Monday, 16 November 2009

Efficient Framing for House Plans

Fine Homebuilding has a new article on the future of framing house plans. For many years we have been framing houses basically the same way. And this way is not necessarily the most energy efficient or material efficient. The article makes the following recommendations to increase energy efficiency and to reduce material and labor costs at the same time:
  • use 2x6 wall framing at 24" o.c. (in lieu of 16" o.c.)
  • use 1" rigid foam insulation in lieu of traditional sheathing
  • eliminate headers where they are not necessary structurally - where they are necessary size them properly (it is common practice to use the same size header throughout)
  • eliminate all the corner framing - let the drywall hang loose or use clips
  • use header hangars in lieu of jack studs
  • eliminate one of the top plates
I happen to agree that all of these ideas are good energy savings tips. Some builders however would argue that they are not necessarily cost savings. For instance eliminating one of the top plates may complicate the drywall installation. Eliminating the wall sheathing means using other methods to ensure shear strength. So before you implement any of these ideas on your new house make sure you talk through the implications closely with your builder. I also suggest having a residential structural engineer look at your new lightly framed house to make sure it won't tip over when the big bad wolf blows on it.

You can see the entire fine homebuilding article at "The Future of Efficient Framing"

Friday, 13 November 2009

Design Challenge for a 2000 SF House Plan

Lately I have been getting inquiries for modestly sized new home designs that feature main floor master bedrooms.
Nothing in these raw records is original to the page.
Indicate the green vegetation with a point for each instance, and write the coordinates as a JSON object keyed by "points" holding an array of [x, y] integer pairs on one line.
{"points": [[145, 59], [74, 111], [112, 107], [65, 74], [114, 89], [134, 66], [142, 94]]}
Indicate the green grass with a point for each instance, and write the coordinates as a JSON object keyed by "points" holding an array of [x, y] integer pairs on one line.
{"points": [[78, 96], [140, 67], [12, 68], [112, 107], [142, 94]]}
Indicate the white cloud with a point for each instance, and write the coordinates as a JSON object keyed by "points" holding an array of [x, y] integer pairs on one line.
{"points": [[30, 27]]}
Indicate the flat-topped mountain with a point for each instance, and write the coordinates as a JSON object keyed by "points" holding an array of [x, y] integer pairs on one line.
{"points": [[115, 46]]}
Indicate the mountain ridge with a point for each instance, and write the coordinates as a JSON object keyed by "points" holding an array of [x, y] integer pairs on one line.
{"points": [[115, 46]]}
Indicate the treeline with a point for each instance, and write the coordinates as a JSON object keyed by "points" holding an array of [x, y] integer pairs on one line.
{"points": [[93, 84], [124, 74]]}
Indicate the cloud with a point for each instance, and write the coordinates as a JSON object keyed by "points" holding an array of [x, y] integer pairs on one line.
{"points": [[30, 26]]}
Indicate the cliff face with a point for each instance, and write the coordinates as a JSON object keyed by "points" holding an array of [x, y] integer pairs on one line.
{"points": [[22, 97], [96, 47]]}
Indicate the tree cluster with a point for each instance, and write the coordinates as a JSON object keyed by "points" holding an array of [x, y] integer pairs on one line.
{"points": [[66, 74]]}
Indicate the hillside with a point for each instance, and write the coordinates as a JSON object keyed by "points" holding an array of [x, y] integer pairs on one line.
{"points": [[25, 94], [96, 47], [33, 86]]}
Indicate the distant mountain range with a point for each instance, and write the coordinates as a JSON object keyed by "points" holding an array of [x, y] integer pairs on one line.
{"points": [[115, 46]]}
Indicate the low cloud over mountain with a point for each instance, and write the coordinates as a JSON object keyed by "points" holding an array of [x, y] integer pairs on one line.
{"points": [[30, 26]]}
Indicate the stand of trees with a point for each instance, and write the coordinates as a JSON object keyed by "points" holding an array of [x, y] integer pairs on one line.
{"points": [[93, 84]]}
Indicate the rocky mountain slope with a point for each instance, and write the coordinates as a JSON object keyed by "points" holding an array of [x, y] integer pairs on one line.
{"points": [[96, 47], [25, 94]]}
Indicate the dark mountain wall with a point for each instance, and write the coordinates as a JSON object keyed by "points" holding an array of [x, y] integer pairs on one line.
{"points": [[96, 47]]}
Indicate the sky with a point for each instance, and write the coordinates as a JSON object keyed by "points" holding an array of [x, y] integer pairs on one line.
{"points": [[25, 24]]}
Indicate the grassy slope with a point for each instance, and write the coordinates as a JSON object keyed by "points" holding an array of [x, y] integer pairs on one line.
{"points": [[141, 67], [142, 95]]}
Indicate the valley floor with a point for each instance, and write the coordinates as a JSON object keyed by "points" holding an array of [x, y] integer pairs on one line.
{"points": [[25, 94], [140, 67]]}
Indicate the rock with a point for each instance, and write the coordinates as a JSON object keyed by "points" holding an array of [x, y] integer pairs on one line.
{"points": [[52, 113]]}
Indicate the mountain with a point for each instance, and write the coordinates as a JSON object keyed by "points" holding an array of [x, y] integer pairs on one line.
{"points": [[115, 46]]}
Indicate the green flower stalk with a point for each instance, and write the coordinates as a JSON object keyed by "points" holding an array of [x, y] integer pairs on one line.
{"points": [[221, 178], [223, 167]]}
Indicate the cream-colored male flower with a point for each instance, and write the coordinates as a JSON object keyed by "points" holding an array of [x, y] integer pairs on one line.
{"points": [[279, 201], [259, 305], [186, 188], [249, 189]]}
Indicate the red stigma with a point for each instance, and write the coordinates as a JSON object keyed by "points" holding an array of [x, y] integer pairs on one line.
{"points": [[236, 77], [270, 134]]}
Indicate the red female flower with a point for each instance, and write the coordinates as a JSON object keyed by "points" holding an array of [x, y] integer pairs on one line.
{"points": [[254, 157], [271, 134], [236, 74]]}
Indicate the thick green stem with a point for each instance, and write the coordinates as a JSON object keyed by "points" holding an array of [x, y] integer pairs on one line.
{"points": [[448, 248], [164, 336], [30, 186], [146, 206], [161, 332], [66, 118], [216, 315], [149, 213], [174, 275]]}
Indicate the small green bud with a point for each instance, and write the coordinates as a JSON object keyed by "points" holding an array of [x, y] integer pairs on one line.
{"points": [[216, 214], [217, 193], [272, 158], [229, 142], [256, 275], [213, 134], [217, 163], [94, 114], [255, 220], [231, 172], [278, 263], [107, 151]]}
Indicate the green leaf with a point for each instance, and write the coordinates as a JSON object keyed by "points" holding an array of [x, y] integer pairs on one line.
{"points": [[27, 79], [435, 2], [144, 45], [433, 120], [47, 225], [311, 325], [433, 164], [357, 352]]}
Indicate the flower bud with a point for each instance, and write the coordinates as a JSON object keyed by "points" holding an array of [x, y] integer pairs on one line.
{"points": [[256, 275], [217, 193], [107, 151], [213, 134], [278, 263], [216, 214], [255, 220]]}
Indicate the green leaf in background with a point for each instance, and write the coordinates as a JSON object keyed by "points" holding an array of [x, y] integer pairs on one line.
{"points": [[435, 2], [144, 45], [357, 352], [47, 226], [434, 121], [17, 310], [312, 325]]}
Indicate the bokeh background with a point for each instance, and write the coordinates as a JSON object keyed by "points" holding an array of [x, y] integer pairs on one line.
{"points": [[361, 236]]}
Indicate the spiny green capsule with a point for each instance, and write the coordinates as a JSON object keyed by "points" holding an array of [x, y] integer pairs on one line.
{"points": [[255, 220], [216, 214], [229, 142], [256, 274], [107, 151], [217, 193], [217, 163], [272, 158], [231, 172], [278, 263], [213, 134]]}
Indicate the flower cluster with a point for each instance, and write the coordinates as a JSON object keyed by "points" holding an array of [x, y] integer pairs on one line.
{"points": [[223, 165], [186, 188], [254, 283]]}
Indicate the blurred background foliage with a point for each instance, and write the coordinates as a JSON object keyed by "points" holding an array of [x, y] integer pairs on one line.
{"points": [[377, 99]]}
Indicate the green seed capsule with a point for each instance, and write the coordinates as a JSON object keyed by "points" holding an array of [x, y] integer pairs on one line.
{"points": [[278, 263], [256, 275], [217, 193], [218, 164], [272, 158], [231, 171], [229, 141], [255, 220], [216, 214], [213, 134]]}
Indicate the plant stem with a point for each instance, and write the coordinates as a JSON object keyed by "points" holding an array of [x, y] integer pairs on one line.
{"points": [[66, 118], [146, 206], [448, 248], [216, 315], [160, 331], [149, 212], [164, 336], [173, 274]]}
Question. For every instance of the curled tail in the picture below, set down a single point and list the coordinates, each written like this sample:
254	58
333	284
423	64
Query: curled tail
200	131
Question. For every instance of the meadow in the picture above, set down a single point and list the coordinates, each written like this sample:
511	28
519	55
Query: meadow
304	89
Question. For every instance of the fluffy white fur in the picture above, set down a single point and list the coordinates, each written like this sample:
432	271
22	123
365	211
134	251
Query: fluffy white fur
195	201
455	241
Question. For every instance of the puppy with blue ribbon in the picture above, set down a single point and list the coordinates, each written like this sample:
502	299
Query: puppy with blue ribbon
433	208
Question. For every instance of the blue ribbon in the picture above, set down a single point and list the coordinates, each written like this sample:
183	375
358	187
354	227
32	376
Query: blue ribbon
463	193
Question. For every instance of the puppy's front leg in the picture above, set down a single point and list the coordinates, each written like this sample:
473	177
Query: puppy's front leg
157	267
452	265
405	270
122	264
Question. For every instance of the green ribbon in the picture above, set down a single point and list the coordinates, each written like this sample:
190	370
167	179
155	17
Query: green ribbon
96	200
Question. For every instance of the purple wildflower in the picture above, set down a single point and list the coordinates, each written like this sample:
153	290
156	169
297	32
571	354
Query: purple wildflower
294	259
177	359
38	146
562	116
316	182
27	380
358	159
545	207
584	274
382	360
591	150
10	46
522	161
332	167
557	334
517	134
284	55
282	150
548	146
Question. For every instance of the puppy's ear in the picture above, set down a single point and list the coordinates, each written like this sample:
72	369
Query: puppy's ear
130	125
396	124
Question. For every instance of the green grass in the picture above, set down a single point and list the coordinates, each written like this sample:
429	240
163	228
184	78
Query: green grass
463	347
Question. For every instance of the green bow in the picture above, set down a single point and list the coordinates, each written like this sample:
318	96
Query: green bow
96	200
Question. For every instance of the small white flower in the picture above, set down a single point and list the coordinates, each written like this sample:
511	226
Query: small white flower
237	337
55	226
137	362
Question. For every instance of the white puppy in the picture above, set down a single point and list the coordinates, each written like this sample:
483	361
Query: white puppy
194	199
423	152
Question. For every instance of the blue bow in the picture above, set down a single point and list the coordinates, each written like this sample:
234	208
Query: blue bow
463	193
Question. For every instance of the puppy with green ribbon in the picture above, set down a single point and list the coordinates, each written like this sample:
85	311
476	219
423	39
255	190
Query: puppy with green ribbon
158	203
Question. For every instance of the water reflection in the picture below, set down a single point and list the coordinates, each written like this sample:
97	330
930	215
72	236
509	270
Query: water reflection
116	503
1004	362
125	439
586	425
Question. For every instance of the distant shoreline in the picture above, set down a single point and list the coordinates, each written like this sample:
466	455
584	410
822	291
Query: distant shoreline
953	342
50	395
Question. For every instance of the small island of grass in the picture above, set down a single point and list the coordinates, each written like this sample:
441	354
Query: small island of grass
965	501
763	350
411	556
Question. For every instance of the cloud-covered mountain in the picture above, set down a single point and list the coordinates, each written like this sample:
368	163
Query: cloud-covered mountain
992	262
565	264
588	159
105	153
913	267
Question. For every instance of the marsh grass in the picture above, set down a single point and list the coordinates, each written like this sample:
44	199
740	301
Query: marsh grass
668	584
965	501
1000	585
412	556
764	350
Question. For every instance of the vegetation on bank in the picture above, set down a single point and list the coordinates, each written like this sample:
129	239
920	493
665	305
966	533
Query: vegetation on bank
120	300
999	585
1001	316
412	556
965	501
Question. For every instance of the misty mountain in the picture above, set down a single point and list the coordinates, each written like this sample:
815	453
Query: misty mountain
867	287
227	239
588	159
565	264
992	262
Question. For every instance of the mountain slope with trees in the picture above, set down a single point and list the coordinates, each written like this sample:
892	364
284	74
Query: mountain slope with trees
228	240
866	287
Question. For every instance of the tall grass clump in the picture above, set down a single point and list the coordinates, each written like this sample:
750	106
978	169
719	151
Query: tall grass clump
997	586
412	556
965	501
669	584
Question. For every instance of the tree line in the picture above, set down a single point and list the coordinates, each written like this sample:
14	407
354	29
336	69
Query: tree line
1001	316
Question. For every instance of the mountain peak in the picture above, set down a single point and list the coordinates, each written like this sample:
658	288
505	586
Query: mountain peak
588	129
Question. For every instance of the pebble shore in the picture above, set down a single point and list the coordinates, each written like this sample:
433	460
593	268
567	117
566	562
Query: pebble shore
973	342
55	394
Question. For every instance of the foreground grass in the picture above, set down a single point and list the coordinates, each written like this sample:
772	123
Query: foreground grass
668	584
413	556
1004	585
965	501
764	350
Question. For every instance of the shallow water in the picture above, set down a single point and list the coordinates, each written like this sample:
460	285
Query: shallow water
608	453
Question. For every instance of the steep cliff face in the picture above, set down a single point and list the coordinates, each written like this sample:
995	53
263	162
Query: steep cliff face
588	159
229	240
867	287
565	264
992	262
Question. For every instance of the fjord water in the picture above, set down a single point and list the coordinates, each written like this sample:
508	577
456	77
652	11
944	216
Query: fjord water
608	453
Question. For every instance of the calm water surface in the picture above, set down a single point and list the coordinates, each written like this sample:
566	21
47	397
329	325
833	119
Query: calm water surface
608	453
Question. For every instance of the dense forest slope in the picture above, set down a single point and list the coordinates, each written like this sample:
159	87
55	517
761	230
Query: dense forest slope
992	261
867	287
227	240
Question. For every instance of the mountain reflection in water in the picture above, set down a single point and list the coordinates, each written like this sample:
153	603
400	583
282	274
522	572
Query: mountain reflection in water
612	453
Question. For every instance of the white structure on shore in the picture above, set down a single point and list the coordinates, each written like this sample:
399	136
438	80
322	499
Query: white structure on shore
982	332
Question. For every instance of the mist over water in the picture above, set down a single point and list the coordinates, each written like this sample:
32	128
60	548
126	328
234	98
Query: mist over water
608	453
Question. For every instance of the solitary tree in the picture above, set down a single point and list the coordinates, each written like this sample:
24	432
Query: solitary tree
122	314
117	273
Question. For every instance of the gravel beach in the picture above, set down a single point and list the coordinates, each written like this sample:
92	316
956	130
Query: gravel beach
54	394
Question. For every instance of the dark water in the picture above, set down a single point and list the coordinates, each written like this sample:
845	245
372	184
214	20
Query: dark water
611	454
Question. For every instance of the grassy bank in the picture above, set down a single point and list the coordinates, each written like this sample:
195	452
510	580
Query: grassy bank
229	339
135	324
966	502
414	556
A search of the web reveals a gazillion main floor master bedroom plans - but most are massive or ugly or both. So I decided this might be a good opportunity to design a new plan fitting this unique need, and to illustrate for you a little bit of the design process at the same time. So let's get started.

The design process I use typically involves the following phases:
  • Programming
  • Schematic Design
  • Design Development
  • Construction Documents
Today we will start with Programming. Programming really means just identifying a list of functional needs and qualities that you would like to see in your home. I'll start with a list that reflects the kinds of requests I have been receiving.
  • Modest plan size - as close to 2000 square foot as possible.
  • Open floor plan - Living, Dining and Kitchen spaces very connected with each other.
  • Mudroom with space for hanging coats and sitting for putting shoes on.
  • Laundry space should be on the main floor.
  • A main floor master bedroom with walk in closet and bath. The bath should have a walk in shower, but not necessarily a tub (the days of the jacuzzi tub seem to be over).
  • Spaces that are functional, but not over sized.
  • A reasonable sized entry porch.
  • A screen porch with spaces for eating and sitting.
  • A main floor powder room.
  • Possibly a den or away room - if space allows.
  • An attached 2 car garage - possibly with some additional storage space.
  • 2 additional bedrooms on a second floor.
  • A shared bathroom for the 2 upstairs bedrooms.
  • A basement that could allow future expansion space.
  • Beautiful home but not overly complex. Should be reasonably economical to construct. The house plan should be simple, yet unique.
That's a pretty good list for now. But I wanted to leave room for your thoughts. So please feel free to comment. Did I miss anything? Throw your 2 cents in.

Next posting I will update the program with your relevant comments - and we'll see some initial design thoughts.

Friday, 6 November 2009

How to design a bay window!

I have had many clients in the past tell me they want a bay window. Sometimes I have been a bit reluctant to the idea because I have seen so many bad examples. The image below is a very typical example of the contemporary application of the bay. To me this just looks like they cut a hole in the wall and slapped on the window unit. It just doesn't look integrated.

Don't do this!
On the other hand my recent trip to the Napa Valley area reminded me that the bay window can be a beautiful design element when properly integrated with the architecture of the house plan. Here are a few examples on mostly craftsman style houses - all discovered in the town of Napa.

Square box bay instead of the typical angled sides. Simple shed roof with exposed rafter tails and supporting brackets. Shingle siding wraps the box out.

Here the bay walls simply extend up until they meet the roof overhang, which is deep enough to receive them. The continuous trim above the windows and the cedar shingles also help to integrate the bay properly with the house. The brackets below help to give the bay a sense of support.

Here is an angled bay window fitting below a square gabled form. This gable integrates with the house in much stronger way than our "don't do this example". Also note the small window below the bay. This completes the composition and reinforces the idea that the bay was not an afterthought.

My favorite bay window example in Napa. You can tell the designer spent a lot of time studying the form and detail to properly integrate with the house. Beautifully executed!